Title

A behavioral economic analysis of the effect of next-day responsibilities on drinking

Abstract

Approximately 37% of college students report heavy episodic drinking (5 or more drinks in an occasion for men and 4 or more for women) in the past month. This pattern of drinking is often associated with high blood alcohol levels, accidents, injuries, and negative social and academic outcomes. There is a need for novel theoretical approaches to guide prevention efforts. Behavioral economics emphasizes the role of contextual determinants, such as drink price and the presence and amount of alternative reinforcement as determinants of drinking levels and has received strong empirical support in basic laboratory research.

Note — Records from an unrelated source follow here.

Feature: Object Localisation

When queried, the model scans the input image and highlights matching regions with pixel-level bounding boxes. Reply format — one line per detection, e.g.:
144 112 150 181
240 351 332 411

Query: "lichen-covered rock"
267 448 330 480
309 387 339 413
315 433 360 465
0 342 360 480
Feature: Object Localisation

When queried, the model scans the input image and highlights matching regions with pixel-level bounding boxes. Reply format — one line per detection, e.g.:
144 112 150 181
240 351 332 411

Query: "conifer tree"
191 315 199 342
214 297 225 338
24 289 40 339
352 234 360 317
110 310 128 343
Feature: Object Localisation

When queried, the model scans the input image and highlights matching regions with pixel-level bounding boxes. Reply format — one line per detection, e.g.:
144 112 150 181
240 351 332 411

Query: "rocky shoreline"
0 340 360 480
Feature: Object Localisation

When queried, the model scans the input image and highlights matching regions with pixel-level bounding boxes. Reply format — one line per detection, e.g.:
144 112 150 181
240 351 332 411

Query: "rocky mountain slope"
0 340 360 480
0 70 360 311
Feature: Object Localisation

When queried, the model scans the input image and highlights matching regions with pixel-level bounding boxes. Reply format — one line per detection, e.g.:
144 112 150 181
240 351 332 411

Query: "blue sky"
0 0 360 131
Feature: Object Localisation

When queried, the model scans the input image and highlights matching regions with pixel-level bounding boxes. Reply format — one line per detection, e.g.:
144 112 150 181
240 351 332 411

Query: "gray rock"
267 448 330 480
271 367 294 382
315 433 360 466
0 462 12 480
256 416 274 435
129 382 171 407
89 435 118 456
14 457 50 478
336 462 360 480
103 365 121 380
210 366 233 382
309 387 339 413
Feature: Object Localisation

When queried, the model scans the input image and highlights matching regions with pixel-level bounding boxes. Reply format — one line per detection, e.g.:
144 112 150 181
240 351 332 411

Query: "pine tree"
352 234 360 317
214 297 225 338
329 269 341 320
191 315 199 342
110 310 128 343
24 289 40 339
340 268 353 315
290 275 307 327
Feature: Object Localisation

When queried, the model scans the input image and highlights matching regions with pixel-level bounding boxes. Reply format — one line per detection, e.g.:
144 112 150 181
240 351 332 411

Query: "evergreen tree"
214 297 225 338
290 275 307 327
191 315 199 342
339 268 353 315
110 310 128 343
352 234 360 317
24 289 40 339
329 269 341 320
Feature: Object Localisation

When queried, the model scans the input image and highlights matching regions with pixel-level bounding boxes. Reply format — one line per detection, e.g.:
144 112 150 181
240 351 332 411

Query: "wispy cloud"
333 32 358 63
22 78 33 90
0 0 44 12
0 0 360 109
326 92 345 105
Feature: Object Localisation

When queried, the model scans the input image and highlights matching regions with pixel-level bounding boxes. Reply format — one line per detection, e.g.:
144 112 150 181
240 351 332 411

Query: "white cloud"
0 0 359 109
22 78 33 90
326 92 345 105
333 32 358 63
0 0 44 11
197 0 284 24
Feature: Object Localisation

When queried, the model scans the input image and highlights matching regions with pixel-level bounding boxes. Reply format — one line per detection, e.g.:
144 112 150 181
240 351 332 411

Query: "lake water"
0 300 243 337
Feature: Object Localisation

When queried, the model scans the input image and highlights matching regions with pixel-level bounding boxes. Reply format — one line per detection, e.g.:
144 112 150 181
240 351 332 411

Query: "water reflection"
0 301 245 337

This translational research study used a hypothetical behavioral economic measure to investigate the impact of a variety of next-day responsibilities on night-before drinking intentions in a sample of first-year college students (N = 80; 50% female) who reported recent heavy episodic drinking. Drinking estimates were significantly lower in all of the responsibility conditions relative to the no-responsibility condition; internships were associated with the greatest reduction (drm = 1.72), and earlier class times were associated with greater reductions in drinking intentions (drm range = 1.22-1.35) than later class times (drm range = 0.83-1.00). These results suggest that increasing morning responsibilities should be further investigated as a potential strategy to reduce drinking in college students.